Independent Advisors Rethink Research Models for 2026

The appeal of independence has never been stronger for financial advisors looking to escape wirehouse bureaucracy and build their own practices. But 2026 is testing whether breakaway advisors can maintain competitive investment capabilities without the institutional infrastructure they left behind.

The challenge isn't just about having good ideas — it's about having the resources to execute them. As opportunities spread across different sectors and regions, the research demands on independent practices are intensifying. At the same time, the costs of building analytical capabilities keep climbing.

According to Deloitte's 2026 Investment Management Outlook, investment management firms are increasingly seeking specialized talent. Job postings for skills like process optimization and fundraising now appear in roughly one out of every four positions.
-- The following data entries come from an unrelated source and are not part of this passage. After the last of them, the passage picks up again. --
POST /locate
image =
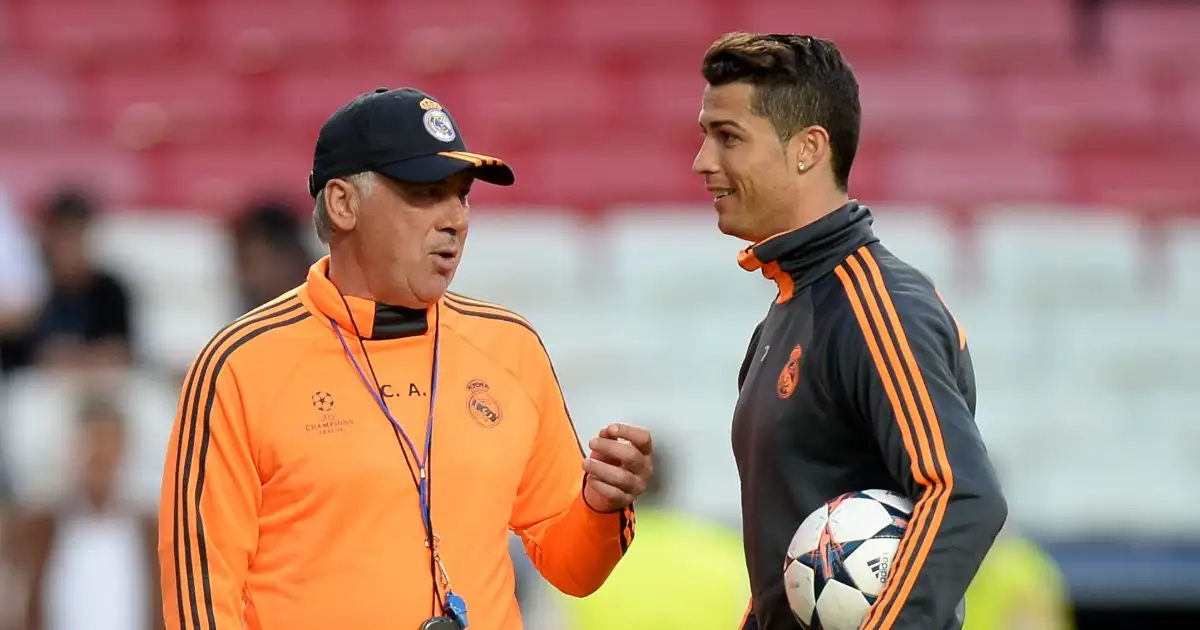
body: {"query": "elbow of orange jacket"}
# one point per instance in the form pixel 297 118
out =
pixel 579 552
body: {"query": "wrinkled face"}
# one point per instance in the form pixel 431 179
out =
pixel 409 238
pixel 745 166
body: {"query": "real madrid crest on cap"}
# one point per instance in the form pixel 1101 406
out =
pixel 438 124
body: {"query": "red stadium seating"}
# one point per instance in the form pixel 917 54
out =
pixel 1153 36
pixel 85 29
pixel 1023 35
pixel 177 102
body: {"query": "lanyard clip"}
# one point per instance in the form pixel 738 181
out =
pixel 435 549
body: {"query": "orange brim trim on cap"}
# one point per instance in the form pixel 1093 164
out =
pixel 474 159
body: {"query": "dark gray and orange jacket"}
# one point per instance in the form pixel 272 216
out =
pixel 859 377
pixel 286 497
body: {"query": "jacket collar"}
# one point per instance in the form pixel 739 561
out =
pixel 797 258
pixel 373 321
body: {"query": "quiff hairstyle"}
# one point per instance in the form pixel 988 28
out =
pixel 798 82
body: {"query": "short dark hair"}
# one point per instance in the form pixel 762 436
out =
pixel 799 81
pixel 69 205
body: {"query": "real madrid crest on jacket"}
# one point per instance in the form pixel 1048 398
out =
pixel 858 357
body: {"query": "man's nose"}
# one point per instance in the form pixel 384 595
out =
pixel 454 220
pixel 706 160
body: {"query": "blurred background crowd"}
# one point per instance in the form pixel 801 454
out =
pixel 1036 157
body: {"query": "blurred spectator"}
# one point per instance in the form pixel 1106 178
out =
pixel 271 257
pixel 681 571
pixel 21 276
pixel 1019 587
pixel 85 318
pixel 90 561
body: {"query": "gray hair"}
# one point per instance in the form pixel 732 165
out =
pixel 364 183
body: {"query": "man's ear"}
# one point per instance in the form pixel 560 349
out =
pixel 342 203
pixel 808 148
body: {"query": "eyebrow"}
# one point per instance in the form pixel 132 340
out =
pixel 723 123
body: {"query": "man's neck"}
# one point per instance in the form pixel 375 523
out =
pixel 810 209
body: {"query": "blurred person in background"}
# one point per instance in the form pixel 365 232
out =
pixel 684 571
pixel 781 121
pixel 89 561
pixel 22 279
pixel 85 319
pixel 1019 587
pixel 270 256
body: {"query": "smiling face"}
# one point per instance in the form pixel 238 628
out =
pixel 407 239
pixel 744 165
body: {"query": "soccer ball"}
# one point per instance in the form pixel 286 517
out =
pixel 839 558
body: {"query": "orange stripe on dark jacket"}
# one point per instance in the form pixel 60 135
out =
pixel 919 430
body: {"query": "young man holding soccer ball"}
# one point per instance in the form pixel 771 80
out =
pixel 859 377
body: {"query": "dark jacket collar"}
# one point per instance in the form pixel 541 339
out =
pixel 797 258
pixel 373 321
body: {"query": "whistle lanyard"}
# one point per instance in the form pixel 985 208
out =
pixel 454 605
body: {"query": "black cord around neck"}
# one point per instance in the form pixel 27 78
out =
pixel 412 473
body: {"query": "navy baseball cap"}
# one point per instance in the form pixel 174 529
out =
pixel 402 133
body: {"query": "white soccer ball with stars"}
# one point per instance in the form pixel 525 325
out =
pixel 840 557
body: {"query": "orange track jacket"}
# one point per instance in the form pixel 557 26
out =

For advisors running lean operations, competing for this talent against well-funded asset managers isn't realistic. Instead, many are turning to active ETFs to access institutional-grade research without institutional overhead. According to Deloitte, assets in these products jumped 68% over the past year to $843 billion.

When Research Needs Outpace Resources

Deloitte's analysis suggests that advisors leaving wirehouses often underestimate what they're giving up. The analyst coverage, proprietary research, and data infrastructure that seemed like background noise suddenly becomes a competitive necessity.